The movie received a wide opening in British theaters on the heels of its world premiere in London, but it was pulled after only a few weeks and mixed, somewhat ho-hum reviews. It was replaced by one British movie-theater chain with a re-release of Disney's Peter Pan, because, according to a chain representative, "at least the children could understand that!" Yellow Submarine's American release had been put off until November 1968, and United Artists executives might have been worried about what the stateside response would be like; after all, Magical Mystery Tour, the Beatles' previous film endeavor, was so poorly received in Britain that, after its TV airing there, no American television network would even touch it.
If they did worry, they needn't have; when Yellow Submarine premiered in the United States on November 13, 1968, it received nearly unanimous raves from movie critics and was a box-office smash.

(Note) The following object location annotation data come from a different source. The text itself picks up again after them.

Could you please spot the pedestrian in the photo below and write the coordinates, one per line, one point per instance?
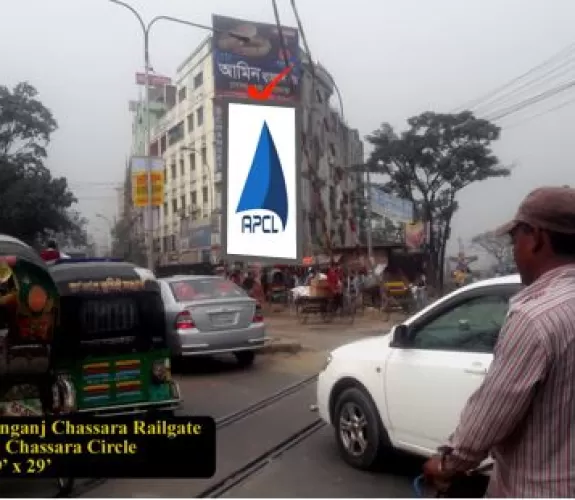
(523, 414)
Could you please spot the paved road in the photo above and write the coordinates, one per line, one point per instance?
(313, 469)
(214, 387)
(219, 388)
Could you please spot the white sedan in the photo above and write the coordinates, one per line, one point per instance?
(406, 389)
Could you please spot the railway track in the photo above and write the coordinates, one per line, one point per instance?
(248, 470)
(242, 473)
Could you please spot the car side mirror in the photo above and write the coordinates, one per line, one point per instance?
(400, 337)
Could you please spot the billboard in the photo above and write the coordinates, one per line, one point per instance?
(261, 212)
(238, 64)
(391, 207)
(153, 80)
(139, 171)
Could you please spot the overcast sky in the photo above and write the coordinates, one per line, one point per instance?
(391, 59)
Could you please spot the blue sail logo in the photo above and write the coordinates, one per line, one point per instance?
(265, 188)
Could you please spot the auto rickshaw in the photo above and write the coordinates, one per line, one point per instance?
(112, 338)
(29, 312)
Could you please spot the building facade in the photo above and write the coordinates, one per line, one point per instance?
(184, 134)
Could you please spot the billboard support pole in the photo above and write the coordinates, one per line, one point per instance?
(150, 208)
(368, 227)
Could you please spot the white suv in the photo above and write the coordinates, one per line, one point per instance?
(406, 389)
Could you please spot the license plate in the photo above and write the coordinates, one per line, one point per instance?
(223, 319)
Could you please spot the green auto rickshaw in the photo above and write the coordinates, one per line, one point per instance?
(29, 311)
(112, 339)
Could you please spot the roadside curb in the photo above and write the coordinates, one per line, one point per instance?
(282, 346)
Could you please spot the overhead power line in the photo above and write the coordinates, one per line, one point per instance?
(550, 76)
(498, 115)
(545, 64)
(538, 115)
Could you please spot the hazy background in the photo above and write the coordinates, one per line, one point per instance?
(391, 59)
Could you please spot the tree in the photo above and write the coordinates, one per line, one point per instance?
(496, 246)
(33, 204)
(429, 163)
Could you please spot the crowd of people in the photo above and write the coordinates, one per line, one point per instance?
(269, 285)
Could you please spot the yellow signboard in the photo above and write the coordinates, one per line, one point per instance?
(140, 181)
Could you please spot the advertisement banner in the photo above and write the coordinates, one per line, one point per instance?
(261, 211)
(218, 137)
(415, 235)
(238, 64)
(153, 80)
(139, 166)
(391, 207)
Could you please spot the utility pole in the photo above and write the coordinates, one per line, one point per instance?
(368, 232)
(146, 32)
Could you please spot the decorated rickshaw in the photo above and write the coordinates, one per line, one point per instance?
(29, 312)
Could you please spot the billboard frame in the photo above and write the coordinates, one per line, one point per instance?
(225, 102)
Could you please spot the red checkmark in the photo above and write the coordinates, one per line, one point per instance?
(265, 94)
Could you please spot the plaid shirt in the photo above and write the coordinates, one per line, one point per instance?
(524, 411)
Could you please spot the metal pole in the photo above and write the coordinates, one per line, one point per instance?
(368, 218)
(150, 208)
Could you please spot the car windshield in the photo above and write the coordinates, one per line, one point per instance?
(208, 288)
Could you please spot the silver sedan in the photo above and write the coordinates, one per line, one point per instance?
(208, 315)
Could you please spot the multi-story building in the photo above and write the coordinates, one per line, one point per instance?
(189, 225)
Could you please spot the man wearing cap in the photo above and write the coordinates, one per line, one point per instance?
(523, 414)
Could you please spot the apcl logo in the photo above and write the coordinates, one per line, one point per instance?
(264, 190)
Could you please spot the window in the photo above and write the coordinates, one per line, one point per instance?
(182, 94)
(205, 288)
(198, 80)
(471, 326)
(176, 133)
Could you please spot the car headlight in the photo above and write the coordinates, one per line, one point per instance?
(327, 362)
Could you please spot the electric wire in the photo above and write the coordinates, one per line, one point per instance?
(538, 115)
(498, 115)
(550, 76)
(543, 65)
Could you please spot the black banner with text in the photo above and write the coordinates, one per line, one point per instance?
(110, 447)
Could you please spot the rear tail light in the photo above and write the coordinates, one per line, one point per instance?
(161, 371)
(184, 321)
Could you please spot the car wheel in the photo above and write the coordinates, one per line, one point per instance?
(358, 431)
(245, 358)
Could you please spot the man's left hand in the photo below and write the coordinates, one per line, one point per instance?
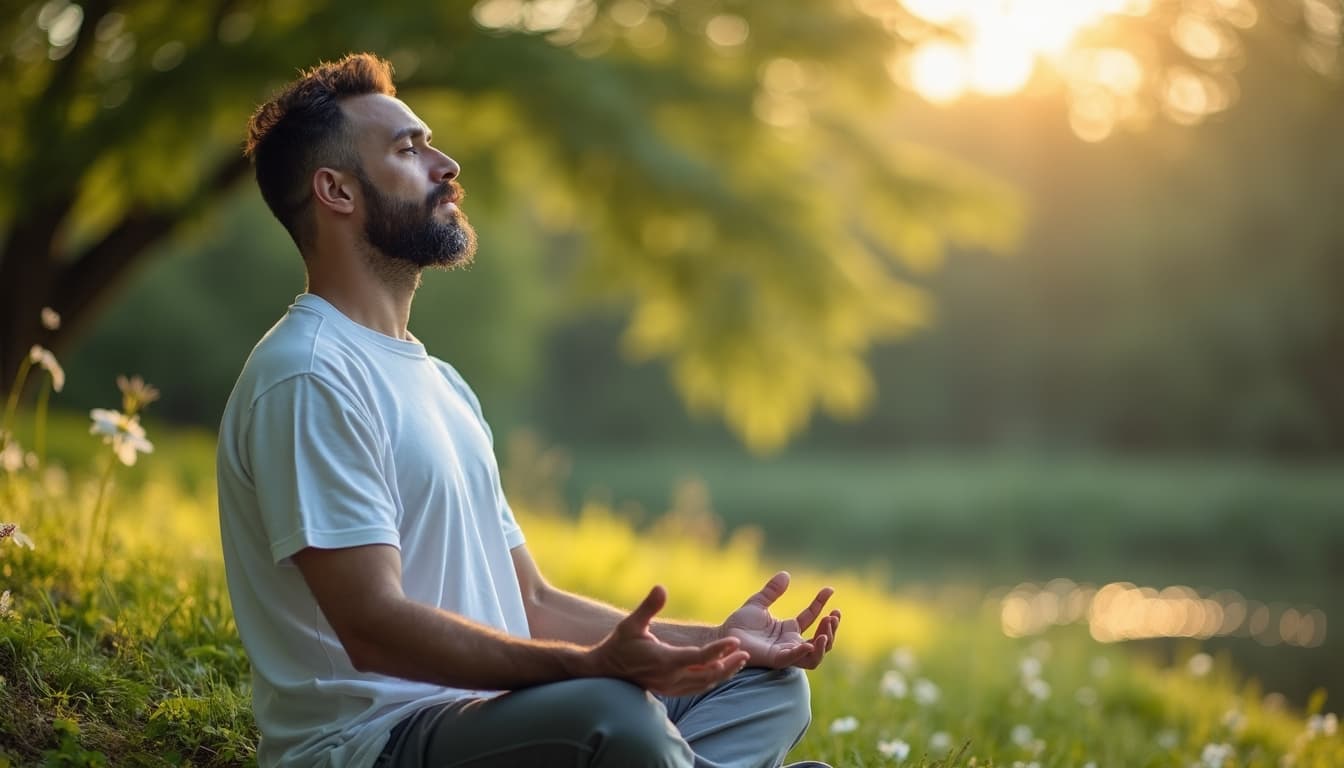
(780, 643)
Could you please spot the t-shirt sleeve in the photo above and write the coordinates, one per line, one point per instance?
(317, 464)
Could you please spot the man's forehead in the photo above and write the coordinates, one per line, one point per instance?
(381, 116)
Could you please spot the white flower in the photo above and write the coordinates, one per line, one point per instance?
(1216, 755)
(926, 692)
(122, 432)
(1038, 689)
(903, 659)
(894, 749)
(894, 685)
(1323, 725)
(47, 361)
(1200, 665)
(11, 531)
(847, 724)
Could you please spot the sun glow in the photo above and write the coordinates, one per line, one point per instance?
(997, 43)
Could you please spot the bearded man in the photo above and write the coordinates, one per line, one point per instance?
(381, 583)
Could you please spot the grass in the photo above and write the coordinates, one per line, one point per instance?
(132, 658)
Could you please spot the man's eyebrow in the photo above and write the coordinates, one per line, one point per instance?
(413, 132)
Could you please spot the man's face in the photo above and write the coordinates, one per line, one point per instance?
(425, 233)
(409, 187)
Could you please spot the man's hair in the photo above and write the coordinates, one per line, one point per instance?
(303, 128)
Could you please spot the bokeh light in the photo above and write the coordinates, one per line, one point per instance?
(1121, 611)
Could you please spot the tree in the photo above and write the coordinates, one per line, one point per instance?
(727, 237)
(749, 214)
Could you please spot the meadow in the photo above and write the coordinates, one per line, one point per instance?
(117, 644)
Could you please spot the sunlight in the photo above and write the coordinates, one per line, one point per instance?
(1000, 42)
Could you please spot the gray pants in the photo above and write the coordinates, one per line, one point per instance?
(749, 721)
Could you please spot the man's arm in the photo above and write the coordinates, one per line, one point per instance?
(359, 591)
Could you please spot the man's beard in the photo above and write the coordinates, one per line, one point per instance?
(410, 233)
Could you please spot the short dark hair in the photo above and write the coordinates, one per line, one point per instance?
(303, 128)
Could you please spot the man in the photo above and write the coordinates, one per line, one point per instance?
(382, 588)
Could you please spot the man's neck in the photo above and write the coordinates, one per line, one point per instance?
(375, 297)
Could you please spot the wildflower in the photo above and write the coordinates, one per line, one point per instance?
(1323, 725)
(847, 724)
(122, 432)
(1038, 689)
(1200, 665)
(11, 531)
(1216, 755)
(1086, 697)
(894, 749)
(11, 455)
(926, 692)
(136, 394)
(47, 361)
(894, 685)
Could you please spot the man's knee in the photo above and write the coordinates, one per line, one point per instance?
(629, 728)
(796, 697)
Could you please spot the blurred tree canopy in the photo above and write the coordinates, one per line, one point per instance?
(721, 172)
(758, 261)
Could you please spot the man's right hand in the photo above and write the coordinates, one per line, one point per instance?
(631, 653)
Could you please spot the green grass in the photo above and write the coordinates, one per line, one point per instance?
(132, 658)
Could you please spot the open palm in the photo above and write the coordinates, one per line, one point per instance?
(781, 643)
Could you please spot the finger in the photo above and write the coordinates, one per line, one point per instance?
(640, 619)
(695, 679)
(772, 591)
(679, 657)
(801, 655)
(813, 609)
(825, 635)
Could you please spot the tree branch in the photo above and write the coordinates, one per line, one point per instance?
(81, 288)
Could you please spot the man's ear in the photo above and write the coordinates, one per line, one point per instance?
(333, 190)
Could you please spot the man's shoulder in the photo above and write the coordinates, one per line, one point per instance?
(300, 344)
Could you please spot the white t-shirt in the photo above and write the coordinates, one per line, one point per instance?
(339, 436)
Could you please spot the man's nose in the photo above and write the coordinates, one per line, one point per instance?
(446, 170)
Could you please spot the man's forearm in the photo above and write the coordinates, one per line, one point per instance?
(559, 615)
(422, 643)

It was such a huge hit, it was playing in American theaters as late as September 1969. Why was it a big success in the United States? Think about it. By Thanksgiving 1968, Americans had gone through watching some of the worst fighting in the Vietnam War on TV news, seen Martin Luther King Jr. assassinated followed by urban rioting as least as fierce as the Newark and Detroit riots of 1967, seen Robert Kennedy assassinated, witnessed antiwar demonstrations turn to rioting at the Democratic National Convention in Chicago, and awokened the day after the presidential election to discover that Richard Nixon would be their new President. Yellow Submarine provided a hopeful tale of how love, music and harmony would prevail against Blue Meanies like Richard Nixon and George Wallace. It was a fantasy, but a beautiful fantasy Americans could relate to (and, in the Age of Trump, still can).

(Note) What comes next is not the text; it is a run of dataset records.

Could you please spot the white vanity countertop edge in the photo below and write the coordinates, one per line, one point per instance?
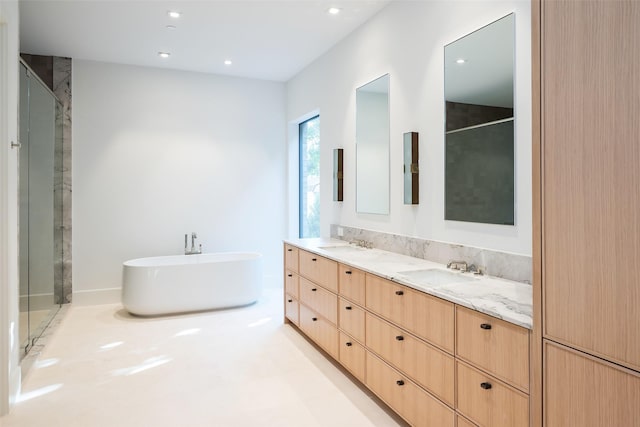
(505, 299)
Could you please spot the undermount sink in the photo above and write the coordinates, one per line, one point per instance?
(434, 276)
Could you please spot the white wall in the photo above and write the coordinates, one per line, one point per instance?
(159, 153)
(406, 40)
(9, 351)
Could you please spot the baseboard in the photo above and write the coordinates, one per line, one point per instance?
(97, 296)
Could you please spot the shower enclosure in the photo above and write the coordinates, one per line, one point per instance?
(40, 199)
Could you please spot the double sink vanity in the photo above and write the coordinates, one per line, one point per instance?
(440, 347)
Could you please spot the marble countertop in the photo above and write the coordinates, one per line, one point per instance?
(505, 299)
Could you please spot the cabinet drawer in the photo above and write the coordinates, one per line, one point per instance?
(428, 366)
(428, 317)
(351, 319)
(291, 283)
(351, 283)
(319, 330)
(352, 356)
(320, 300)
(320, 270)
(494, 345)
(291, 309)
(407, 399)
(291, 258)
(489, 402)
(463, 422)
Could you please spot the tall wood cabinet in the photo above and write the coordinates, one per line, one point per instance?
(587, 210)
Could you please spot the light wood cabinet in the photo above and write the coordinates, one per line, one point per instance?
(319, 270)
(291, 258)
(322, 301)
(351, 319)
(319, 330)
(407, 399)
(488, 401)
(587, 392)
(292, 309)
(291, 283)
(352, 356)
(428, 317)
(351, 283)
(499, 347)
(591, 209)
(428, 366)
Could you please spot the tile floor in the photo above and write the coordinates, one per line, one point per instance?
(237, 367)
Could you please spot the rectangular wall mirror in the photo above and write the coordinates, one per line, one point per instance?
(372, 147)
(479, 142)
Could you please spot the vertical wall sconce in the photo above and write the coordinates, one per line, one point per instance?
(337, 174)
(411, 170)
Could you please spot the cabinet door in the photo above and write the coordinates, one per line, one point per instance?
(428, 366)
(583, 391)
(494, 345)
(320, 300)
(412, 403)
(320, 270)
(591, 178)
(428, 317)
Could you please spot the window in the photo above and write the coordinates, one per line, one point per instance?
(309, 132)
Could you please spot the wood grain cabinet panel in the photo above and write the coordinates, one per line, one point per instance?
(426, 365)
(352, 356)
(291, 309)
(291, 258)
(428, 317)
(494, 345)
(584, 391)
(591, 178)
(351, 319)
(489, 402)
(291, 283)
(320, 270)
(412, 403)
(351, 283)
(319, 330)
(320, 300)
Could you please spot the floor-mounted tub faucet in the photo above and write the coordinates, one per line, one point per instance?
(193, 249)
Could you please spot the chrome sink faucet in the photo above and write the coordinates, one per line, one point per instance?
(193, 249)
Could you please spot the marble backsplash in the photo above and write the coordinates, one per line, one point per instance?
(494, 263)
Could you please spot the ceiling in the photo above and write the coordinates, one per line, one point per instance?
(264, 39)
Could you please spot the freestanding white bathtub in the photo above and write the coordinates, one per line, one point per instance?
(183, 283)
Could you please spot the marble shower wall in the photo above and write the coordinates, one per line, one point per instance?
(495, 263)
(62, 179)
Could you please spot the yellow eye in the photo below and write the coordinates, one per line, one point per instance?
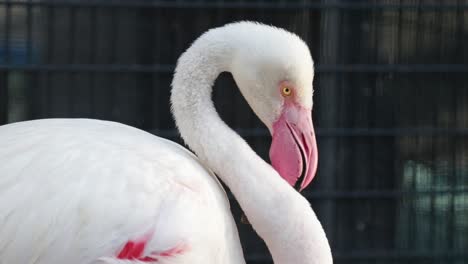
(286, 91)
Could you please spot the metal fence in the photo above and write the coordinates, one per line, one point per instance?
(391, 102)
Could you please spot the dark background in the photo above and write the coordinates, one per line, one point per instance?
(391, 102)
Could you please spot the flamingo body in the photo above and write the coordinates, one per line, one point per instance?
(96, 185)
(83, 191)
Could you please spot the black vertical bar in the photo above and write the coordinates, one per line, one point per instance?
(29, 39)
(71, 59)
(3, 97)
(4, 75)
(92, 59)
(112, 59)
(31, 89)
(7, 33)
(50, 51)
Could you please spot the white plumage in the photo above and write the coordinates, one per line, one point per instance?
(76, 191)
(73, 191)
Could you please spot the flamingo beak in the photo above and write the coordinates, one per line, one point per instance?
(293, 151)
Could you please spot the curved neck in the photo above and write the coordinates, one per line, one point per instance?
(268, 201)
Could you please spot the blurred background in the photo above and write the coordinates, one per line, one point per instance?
(391, 102)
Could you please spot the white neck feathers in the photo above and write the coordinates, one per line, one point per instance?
(280, 215)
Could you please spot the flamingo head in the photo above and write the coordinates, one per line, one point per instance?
(274, 71)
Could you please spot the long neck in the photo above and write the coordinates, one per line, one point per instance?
(281, 216)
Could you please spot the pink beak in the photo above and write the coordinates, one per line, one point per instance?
(293, 151)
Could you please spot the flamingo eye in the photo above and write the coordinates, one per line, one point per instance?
(286, 91)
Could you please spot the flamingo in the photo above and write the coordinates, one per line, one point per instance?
(83, 191)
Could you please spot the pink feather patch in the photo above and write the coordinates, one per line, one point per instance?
(134, 249)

Yellow Submarine is currently being screened in theaters in different towns in America for its fiftieth anniversary release. Yes, I just saw it - first time I've seen it on the big screen. And I watch it every Thanksgiving on home video - I've done so since 2000. And because there's so much to say about Yellow Submarine - too much to say in one blog post - expect me to return to the subject of this movie between now and the fiftieth anniversary of its American premiere this November.